Only the first step should require intervention by hand. For the rest, the noble Makefile comes to our aid. In order to control the insane profusion of intermediate files this generates, I corral the slide outputs in a separate directory from the notes. I’ve used two Makefiles in the setup on github. You could go for one big Makefile instead, but you’d have to be careful about TeX’s tendency to spew all its files into the working directory.

macros.tex
notes/
    Makefile
    classnotes.md
    preamble-notes.tex
slides/
    Makefile
    preamble-slides.tex

I’ve also stuck that python script, overlay_filter, in my PATH.

macros.tex holds LaTeX preamble stuff that is shared between notes and slides: this includes the textpos grid setup. It is \input in both preamble-notes.tex and preamble-slides.tex, which have the specific commands for the slides or the notes. classnotes.md holds my actual work prepping the class, if I ever actually get to that instead of messing around with my computer.

To make the slides, the Makefile looks like this:

notedir := ../notes

notes := $(wildcard $(notedir)/*.md)
slides_tex := $(patsubst $(notedir)/%.md,%.tex,$(notes))
slides_pdf := $(patsubst %.tex,%.pdf,$(slides_tex)) 
slides_key := $(patsubst %.pdf,%.key,$(slides_pdf)) 

$(slides_tex): %.tex: $(notedir)/%.md preamble-slides.tex
	pandoc $< \
	    -t beamer \
	    --slide-level 1 \
	    -H preamble-slides.tex \
	    --latex-engine xelatex \
	    --filter overlay_filter \
	    -o $@

$(slides_pdf): %.pdf: %.tex
	latexmk -xelatex $(basename $<)

That’s the pandoc command, invoking the overlay_filter and including the preamble. Then we hand off the process of calling xelatex and biber (if necessary) to latexmk.

For notes, the relevant piece is very similar:

$(notes_tex): %.tex: %.md preamble-notes.tex
	pandoc $< \
	    -t beamer \
	    -H preamble-notes.tex \
	    -V fontsize=8pt \
	    --filter overlay_filter \
	    --latex-engine xelatex \
	    -o $@

But notice the small font size. 8 pt. seems tiny, but it is rescaled when you print on letter paper (even when you print 4-up as I do).
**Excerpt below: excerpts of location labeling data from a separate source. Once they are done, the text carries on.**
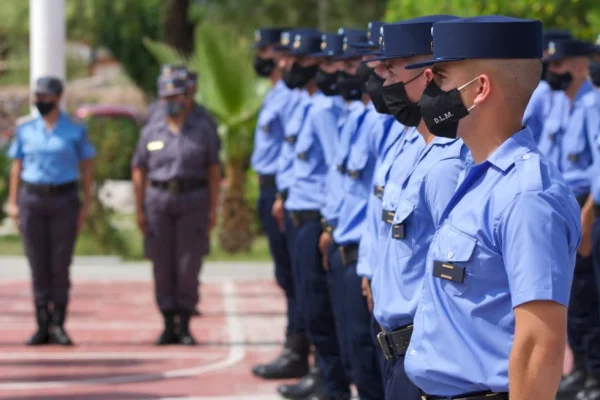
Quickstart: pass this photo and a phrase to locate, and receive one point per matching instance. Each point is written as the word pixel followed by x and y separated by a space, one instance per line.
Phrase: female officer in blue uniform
pixel 176 180
pixel 50 153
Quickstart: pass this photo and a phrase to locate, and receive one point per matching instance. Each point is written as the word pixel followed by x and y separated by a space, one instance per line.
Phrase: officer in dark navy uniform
pixel 176 180
pixel 50 153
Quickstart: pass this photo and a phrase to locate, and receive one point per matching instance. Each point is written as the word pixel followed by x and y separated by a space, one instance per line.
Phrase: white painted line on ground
pixel 236 354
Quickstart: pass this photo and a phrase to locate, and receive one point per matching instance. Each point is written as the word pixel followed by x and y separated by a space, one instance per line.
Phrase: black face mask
pixel 405 111
pixel 299 76
pixel 373 89
pixel 327 83
pixel 263 66
pixel 559 81
pixel 363 72
pixel 44 107
pixel 595 73
pixel 442 111
pixel 351 87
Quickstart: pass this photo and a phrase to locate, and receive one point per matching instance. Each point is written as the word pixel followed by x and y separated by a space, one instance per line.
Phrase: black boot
pixel 309 385
pixel 42 335
pixel 185 337
pixel 291 363
pixel 574 382
pixel 168 336
pixel 58 321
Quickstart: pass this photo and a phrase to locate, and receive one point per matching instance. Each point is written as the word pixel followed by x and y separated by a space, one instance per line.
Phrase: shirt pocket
pixel 358 183
pixel 454 250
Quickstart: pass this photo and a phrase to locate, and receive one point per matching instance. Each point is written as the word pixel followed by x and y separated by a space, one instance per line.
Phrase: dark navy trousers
pixel 177 241
pixel 278 247
pixel 313 295
pixel 356 334
pixel 48 225
pixel 583 327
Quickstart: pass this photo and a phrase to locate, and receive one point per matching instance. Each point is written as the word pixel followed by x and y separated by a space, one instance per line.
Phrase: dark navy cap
pixel 48 85
pixel 568 48
pixel 173 70
pixel 171 85
pixel 373 35
pixel 485 37
pixel 351 38
pixel 554 35
pixel 331 45
pixel 305 43
pixel 409 38
pixel 267 36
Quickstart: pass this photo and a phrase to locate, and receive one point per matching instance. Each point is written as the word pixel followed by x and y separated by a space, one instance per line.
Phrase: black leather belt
pixel 349 254
pixel 299 218
pixel 394 344
pixel 291 139
pixel 388 216
pixel 49 190
pixel 179 185
pixel 266 181
pixel 473 396
pixel 378 191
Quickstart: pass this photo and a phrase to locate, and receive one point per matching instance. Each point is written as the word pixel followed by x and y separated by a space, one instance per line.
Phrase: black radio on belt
pixel 449 272
pixel 398 231
pixel 388 216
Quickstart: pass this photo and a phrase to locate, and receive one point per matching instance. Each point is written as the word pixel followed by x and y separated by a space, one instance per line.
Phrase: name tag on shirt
pixel 450 272
pixel 155 145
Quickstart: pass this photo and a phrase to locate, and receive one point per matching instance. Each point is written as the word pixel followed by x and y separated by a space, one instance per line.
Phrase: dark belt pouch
pixel 394 344
pixel 266 181
pixel 50 190
pixel 177 186
pixel 349 254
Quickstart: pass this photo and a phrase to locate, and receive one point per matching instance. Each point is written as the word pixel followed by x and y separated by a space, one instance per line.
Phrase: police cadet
pixel 569 132
pixel 540 104
pixel 492 311
pixel 175 172
pixel 268 139
pixel 50 154
pixel 314 154
pixel 423 193
pixel 355 160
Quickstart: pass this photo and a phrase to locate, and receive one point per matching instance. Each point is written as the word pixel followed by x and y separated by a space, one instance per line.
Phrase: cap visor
pixel 431 62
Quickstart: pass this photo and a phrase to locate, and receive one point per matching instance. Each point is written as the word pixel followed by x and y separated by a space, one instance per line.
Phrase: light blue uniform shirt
pixel 314 154
pixel 350 115
pixel 569 137
pixel 295 114
pixel 51 157
pixel 269 133
pixel 514 226
pixel 424 195
pixel 537 110
pixel 387 153
pixel 357 180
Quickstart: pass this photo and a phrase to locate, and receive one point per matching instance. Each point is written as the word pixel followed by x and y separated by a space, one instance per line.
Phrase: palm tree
pixel 229 89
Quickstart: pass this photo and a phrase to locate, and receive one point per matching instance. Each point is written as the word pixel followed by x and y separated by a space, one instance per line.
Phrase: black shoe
pixel 309 385
pixel 168 336
pixel 291 363
pixel 575 381
pixel 185 337
pixel 59 335
pixel 42 335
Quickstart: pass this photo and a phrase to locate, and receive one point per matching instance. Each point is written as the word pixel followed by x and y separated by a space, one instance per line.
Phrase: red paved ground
pixel 114 325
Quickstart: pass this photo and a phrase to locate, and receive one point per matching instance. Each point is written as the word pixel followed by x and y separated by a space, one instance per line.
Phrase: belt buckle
pixel 385 347
pixel 173 186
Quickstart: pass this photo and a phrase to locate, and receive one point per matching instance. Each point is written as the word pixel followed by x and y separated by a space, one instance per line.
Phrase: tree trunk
pixel 178 30
pixel 235 230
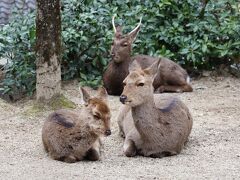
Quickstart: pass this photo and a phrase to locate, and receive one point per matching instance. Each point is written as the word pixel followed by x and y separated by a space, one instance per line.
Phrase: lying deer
pixel 152 125
pixel 71 136
pixel 170 77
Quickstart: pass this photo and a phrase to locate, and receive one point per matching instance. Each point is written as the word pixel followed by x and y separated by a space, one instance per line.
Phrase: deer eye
pixel 96 117
pixel 140 84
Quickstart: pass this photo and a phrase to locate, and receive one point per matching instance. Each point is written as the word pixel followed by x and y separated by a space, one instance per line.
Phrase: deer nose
pixel 123 98
pixel 108 132
pixel 112 54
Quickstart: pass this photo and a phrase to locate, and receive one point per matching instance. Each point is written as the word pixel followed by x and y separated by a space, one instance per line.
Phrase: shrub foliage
pixel 194 34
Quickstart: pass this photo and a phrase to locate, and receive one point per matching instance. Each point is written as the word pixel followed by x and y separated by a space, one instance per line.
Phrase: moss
pixel 57 102
pixel 61 102
pixel 34 109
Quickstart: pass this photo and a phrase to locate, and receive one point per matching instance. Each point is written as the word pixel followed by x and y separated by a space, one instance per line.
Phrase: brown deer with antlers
pixel 153 125
pixel 170 77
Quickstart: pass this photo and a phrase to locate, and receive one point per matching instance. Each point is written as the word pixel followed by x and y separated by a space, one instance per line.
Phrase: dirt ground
pixel 213 151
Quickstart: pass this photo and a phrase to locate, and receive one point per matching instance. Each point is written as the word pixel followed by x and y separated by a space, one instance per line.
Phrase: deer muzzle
pixel 108 132
pixel 123 99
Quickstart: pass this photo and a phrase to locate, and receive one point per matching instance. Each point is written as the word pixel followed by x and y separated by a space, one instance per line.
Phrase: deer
pixel 171 77
pixel 74 135
pixel 152 125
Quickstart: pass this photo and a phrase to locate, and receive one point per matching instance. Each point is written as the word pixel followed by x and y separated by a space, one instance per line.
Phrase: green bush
pixel 184 31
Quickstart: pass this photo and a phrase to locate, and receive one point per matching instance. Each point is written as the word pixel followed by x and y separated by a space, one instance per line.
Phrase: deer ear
pixel 102 93
pixel 153 69
pixel 85 94
pixel 118 32
pixel 133 34
pixel 134 66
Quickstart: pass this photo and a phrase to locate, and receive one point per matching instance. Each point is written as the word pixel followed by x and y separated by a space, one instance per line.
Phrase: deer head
pixel 99 110
pixel 122 44
pixel 138 86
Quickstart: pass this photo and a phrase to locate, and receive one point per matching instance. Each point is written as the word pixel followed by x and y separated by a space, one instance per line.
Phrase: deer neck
pixel 145 117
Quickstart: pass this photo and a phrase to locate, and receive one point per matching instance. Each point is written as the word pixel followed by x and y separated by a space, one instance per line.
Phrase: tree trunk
pixel 48 49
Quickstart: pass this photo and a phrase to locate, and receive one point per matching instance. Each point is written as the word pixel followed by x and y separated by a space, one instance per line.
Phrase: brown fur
pixel 70 135
pixel 153 125
pixel 170 78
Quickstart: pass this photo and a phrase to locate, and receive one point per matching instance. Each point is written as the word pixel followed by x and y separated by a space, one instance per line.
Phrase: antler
pixel 136 27
pixel 114 27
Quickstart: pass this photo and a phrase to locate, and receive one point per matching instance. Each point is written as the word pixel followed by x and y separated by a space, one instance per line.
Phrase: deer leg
pixel 169 88
pixel 93 154
pixel 129 148
pixel 163 154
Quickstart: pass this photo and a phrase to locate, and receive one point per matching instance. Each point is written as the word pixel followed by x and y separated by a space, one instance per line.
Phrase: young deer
pixel 152 125
pixel 170 77
pixel 71 136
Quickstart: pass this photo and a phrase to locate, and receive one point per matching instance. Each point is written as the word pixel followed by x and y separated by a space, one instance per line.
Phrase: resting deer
pixel 152 125
pixel 71 136
pixel 170 77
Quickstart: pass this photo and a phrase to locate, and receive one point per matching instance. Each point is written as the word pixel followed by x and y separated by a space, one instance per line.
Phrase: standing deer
pixel 71 136
pixel 170 77
pixel 152 125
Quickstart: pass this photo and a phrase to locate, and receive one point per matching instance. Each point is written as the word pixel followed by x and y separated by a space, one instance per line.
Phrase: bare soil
pixel 213 150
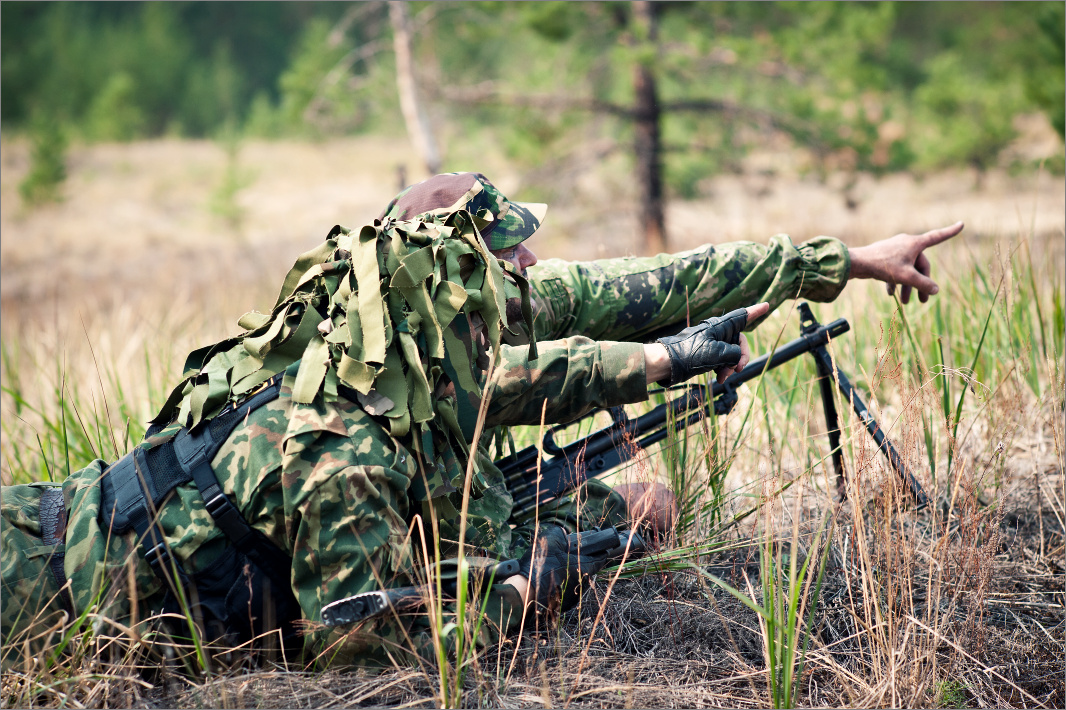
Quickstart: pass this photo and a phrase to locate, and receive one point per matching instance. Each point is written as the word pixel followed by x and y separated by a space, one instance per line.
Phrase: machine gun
pixel 565 468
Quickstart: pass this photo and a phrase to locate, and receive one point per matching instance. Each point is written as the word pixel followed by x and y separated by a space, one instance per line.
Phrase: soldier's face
pixel 521 258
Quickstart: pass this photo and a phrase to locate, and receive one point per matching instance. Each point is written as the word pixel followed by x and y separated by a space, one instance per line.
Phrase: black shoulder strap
pixel 195 449
pixel 135 485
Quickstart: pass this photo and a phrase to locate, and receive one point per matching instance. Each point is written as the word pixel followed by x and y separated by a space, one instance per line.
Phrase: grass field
pixel 159 247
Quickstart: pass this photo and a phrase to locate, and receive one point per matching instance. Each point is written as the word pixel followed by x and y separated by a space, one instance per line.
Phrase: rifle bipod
pixel 563 469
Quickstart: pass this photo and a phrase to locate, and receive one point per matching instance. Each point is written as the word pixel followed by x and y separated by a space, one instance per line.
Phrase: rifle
pixel 565 468
pixel 610 543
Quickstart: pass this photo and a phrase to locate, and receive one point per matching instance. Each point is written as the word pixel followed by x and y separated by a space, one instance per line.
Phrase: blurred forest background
pixel 682 91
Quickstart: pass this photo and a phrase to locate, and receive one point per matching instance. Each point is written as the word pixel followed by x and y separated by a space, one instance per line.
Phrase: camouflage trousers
pixel 32 609
pixel 34 615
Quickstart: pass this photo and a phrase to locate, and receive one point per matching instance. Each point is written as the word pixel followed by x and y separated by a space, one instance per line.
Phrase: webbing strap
pixel 135 485
pixel 195 449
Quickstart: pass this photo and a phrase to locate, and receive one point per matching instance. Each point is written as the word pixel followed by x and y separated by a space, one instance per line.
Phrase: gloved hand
pixel 708 345
pixel 554 569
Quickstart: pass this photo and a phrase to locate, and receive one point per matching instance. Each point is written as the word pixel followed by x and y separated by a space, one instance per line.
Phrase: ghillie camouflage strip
pixel 391 311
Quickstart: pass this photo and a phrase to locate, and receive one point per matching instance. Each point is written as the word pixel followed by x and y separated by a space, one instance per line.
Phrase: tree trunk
pixel 648 143
pixel 414 115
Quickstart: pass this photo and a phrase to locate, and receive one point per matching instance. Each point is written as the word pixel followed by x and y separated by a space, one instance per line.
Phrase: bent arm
pixel 569 378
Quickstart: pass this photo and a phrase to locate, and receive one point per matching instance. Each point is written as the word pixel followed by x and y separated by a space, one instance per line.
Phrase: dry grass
pixel 960 604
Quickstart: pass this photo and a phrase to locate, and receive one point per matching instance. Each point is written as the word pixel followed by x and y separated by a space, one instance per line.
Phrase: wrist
pixel 656 362
pixel 860 264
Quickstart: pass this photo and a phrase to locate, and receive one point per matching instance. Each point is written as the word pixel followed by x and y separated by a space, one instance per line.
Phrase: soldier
pixel 309 457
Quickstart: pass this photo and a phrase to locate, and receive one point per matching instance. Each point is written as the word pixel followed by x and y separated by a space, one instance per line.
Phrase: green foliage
pixel 47 163
pixel 233 179
pixel 309 93
pixel 114 114
pixel 951 93
pixel 1046 83
pixel 876 86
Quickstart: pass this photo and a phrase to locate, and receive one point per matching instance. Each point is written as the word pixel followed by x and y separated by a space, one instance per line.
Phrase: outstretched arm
pixel 902 260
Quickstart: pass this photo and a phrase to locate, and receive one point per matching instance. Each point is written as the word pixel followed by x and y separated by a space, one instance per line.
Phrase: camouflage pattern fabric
pixel 32 617
pixel 641 299
pixel 512 224
pixel 339 483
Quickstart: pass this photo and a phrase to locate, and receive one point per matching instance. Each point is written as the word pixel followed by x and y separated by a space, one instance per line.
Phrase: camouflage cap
pixel 510 223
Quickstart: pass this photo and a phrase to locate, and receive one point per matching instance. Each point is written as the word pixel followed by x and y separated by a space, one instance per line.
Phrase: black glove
pixel 554 569
pixel 708 345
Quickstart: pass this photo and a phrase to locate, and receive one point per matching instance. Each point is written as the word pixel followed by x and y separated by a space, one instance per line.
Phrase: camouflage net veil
pixel 392 312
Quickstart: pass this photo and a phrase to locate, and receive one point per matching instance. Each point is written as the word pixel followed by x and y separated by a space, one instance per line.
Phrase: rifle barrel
pixel 611 446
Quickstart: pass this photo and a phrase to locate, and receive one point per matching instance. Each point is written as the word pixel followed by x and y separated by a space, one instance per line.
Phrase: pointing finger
pixel 729 326
pixel 758 310
pixel 936 236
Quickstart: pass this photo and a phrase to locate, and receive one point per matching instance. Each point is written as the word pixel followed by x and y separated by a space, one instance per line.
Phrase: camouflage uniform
pixel 338 483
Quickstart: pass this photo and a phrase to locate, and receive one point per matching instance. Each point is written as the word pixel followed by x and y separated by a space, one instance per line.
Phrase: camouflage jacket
pixel 333 485
pixel 639 299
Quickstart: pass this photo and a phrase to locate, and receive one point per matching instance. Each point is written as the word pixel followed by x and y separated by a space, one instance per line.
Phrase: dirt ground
pixel 146 253
pixel 141 222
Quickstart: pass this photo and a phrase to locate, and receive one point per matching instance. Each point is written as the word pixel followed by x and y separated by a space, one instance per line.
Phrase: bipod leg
pixel 894 460
pixel 827 373
pixel 808 324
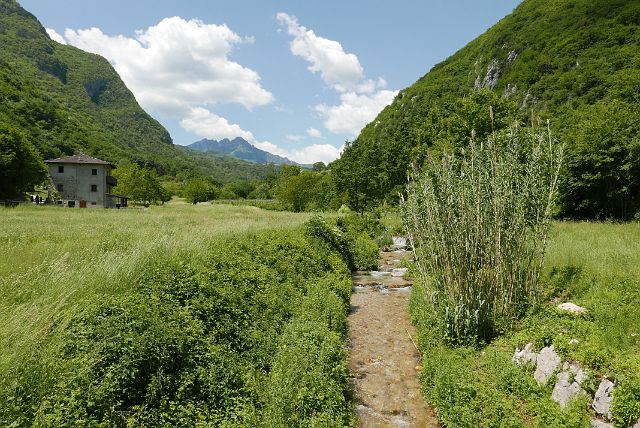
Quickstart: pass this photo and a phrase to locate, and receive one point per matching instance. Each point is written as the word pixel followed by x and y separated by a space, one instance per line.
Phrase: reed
pixel 478 222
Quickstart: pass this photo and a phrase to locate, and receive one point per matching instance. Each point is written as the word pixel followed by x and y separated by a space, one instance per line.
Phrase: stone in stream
pixel 602 400
pixel 399 272
pixel 548 362
pixel 399 243
pixel 597 423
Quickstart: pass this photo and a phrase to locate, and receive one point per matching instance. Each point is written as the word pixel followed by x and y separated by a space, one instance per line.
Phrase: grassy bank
pixel 173 316
pixel 595 265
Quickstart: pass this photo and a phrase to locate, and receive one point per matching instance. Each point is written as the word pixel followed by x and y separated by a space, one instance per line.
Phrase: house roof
pixel 81 158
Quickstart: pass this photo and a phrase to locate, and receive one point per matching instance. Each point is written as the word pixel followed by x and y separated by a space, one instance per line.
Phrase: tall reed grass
pixel 478 222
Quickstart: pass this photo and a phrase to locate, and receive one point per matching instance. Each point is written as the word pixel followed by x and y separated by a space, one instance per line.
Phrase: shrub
pixel 479 223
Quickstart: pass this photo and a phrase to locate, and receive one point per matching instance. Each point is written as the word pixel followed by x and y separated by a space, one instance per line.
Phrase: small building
pixel 84 182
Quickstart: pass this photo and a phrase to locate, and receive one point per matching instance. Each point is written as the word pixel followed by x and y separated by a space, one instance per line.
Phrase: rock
pixel 378 274
pixel 526 355
pixel 572 308
pixel 399 272
pixel 602 399
pixel 597 423
pixel 568 383
pixel 547 363
pixel 399 243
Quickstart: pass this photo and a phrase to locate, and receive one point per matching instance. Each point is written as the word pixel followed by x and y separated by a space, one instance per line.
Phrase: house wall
pixel 77 180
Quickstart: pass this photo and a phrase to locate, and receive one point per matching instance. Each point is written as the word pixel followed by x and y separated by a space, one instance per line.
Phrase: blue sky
pixel 297 78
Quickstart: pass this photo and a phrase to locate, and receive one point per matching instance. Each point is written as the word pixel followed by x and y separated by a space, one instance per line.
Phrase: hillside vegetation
pixel 66 100
pixel 574 62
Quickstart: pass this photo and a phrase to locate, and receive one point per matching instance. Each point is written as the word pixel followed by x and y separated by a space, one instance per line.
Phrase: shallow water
pixel 382 357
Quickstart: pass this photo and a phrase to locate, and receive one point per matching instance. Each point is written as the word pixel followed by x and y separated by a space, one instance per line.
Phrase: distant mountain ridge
pixel 241 149
pixel 65 100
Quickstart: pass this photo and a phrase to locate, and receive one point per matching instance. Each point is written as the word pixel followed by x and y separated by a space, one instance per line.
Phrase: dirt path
pixel 382 357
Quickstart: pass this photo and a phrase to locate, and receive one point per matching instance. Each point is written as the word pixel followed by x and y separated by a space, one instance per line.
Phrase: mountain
pixel 575 62
pixel 66 100
pixel 239 148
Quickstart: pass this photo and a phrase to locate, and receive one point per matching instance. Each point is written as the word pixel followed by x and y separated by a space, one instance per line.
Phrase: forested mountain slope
pixel 575 62
pixel 65 100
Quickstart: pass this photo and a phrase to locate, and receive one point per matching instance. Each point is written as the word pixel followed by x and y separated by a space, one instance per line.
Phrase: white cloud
pixel 354 111
pixel 55 36
pixel 207 124
pixel 313 132
pixel 177 65
pixel 337 68
pixel 360 99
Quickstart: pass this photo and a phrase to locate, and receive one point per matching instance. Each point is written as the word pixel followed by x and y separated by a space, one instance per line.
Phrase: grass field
pixel 53 259
pixel 176 315
pixel 595 265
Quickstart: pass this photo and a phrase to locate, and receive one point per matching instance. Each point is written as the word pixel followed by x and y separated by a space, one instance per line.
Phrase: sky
pixel 295 78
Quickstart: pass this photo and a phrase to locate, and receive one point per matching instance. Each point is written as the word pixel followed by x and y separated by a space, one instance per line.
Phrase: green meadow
pixel 176 315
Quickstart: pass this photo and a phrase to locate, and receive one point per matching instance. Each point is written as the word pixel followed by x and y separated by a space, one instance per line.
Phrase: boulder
pixel 548 362
pixel 572 308
pixel 568 383
pixel 398 272
pixel 602 399
pixel 597 423
pixel 526 355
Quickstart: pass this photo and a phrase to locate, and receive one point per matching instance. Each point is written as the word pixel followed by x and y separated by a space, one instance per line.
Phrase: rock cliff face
pixel 553 59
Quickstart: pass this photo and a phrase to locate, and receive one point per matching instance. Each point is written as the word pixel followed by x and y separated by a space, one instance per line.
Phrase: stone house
pixel 84 182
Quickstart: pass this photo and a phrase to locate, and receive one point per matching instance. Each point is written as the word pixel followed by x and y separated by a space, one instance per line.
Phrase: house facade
pixel 83 181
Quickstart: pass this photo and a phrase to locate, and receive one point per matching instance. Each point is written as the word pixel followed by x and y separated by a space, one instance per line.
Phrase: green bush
pixel 201 339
I invoke this with make classnotes.pdf.

Well, it works for me, anyway.

[Edit, May 18, 2016: Reiterating: I now use a slightly tidier set-up, available in a separate github repository.]


  1. I was using the pre-downgrade version of iWork, before Apple turned it into a maimed cloudthing.
  2. As the Pandoc docs will tell you, reveal.js supports notes, though the requirement to run reveal.js’s server locally through node looks like this feature moves things into the “easy made difficult” category too.
  3. I’ve found it useful to also put the slide number on the note, however; see preamble-notes.tex for how to do that.
  4. To achieve full automation overkill, I actually use AppleScript, called via osascript, to eliminate all pointing and clicking. See my slides Makefile on github.